Add more time-resolution bins for smoother animation.
Compare with
moving_pelletwhere the geometry moves instead of the source.
Full Input¶
Click here to view the input file: examples/moving_source/input.py.
The complete input used for this example is embedded below:
1import numpy as np
2
3import mcdc
4
5# ======================================================================================
6# Set model
7# ======================================================================================
8
9# Set materials
10air = mcdc.MaterialMG(
11 capture=np.array([0.002]),
12 scatter=np.array([[0.008]]),
13 speed=np.array([200000.0]),
14)
15
16# Set container cell surfaces
17min_x = mcdc.Surface.PlaneX(x=-5.0, boundary_condition="vacuum")
18max_x = mcdc.Surface.PlaneX(x=5.0, boundary_condition="vacuum")
19min_y = mcdc.Surface.PlaneY(y=-5.0, boundary_condition="vacuum")
20max_y = mcdc.Surface.PlaneY(y=5.0, boundary_condition="vacuum")
21min_z = mcdc.Surface.PlaneZ(z=-10.0, boundary_condition="vacuum")

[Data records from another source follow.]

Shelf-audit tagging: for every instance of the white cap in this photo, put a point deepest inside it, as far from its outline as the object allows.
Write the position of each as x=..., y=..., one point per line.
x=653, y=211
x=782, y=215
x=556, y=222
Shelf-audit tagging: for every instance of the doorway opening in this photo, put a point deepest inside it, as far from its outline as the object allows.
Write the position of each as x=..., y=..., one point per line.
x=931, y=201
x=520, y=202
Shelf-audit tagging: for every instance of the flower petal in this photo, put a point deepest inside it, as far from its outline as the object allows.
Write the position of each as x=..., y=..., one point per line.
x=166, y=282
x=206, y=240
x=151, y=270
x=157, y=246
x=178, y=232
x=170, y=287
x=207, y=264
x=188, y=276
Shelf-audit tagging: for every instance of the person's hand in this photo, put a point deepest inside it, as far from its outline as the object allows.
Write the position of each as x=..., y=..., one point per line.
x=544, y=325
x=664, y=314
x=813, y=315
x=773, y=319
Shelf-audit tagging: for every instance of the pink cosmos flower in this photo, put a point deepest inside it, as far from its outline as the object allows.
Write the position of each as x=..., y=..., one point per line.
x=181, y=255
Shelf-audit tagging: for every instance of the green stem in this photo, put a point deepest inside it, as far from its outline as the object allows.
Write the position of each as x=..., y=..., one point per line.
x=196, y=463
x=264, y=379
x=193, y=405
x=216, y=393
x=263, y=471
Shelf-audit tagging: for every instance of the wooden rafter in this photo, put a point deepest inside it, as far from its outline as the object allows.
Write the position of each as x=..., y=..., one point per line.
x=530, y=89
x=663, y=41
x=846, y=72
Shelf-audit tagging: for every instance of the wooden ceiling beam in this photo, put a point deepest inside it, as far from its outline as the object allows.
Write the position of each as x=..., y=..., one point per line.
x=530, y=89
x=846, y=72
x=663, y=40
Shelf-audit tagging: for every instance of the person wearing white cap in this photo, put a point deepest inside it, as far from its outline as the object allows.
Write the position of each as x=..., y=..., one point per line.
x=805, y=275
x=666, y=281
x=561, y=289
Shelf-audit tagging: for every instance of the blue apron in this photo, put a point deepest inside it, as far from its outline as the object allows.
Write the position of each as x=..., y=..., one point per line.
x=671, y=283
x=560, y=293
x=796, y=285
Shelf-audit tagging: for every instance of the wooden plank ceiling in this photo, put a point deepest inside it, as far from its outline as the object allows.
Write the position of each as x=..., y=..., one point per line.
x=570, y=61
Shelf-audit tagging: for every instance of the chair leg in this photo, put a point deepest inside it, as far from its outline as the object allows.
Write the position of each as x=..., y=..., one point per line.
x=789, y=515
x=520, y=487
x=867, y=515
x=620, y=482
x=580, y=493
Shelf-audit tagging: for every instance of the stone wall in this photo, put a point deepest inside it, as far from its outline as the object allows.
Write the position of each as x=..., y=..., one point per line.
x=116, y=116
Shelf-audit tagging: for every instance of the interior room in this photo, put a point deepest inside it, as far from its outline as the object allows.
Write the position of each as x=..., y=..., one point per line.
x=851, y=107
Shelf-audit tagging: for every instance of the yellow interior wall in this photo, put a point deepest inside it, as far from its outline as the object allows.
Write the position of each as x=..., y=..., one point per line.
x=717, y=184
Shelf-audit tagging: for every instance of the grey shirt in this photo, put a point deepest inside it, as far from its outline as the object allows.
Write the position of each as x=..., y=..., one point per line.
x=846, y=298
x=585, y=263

22max_z = mcdc.Surface.PlaneZ(z=10.0, boundary_condition="vacuum")
23
24# Make cells
25mcdc.Cell(region=+min_x & -max_x & +min_y & -max_y & +min_z & -max_z, fill=air)
26
27# ======================================================================================
28# Set source
29# ======================================================================================
30
31src = mcdc.Source(
32 x=[-4.0, -3.0],
33 y=[-0.5, 0.5],
34 z=[-0.5, 0.5],
35 direction=[1.0, 1.0, 0.0],
36 polar_cosine=[-1.0, -0.9],
37 energy_group=0,
38 time=[0.0, 10.0],
39)
40src.move(
41 velocities=[
42 [1.0, 0.0, 0.0],
43 [-0.5, 2.0, 0.0],
44 [0.0, -3.0, 0.0],
45 ],
46 durations=[7.0, 2.0, 1.0],
47)
48
49# ======================================================================================
50# Set tallies, settings, and run MC/DC
51# ======================================================================================
52
53# Tallies
54mesh = mcdc.MeshStructured(
55 x=np.linspace(-5.0, 5.0, 201),
56 y=np.linspace(-5.0, 5.0, 201),
57)
58mcdc.Tally(mesh=mesh, scores=["flux"], time=np.linspace(0, 10, 46))
59
60# Settings
61mcdc.settings.N_particle = 100000
62mcdc.settings.N_batch = 2
63
64# Run
65mcdc.run()
How to Run¶
From the repository root run:
python examples/moving_source/input.py
Expected Output¶
An HDF5 mesh tally with time-resolved 2-D flux slices and a GIF animation produced by the example’s post-processing script.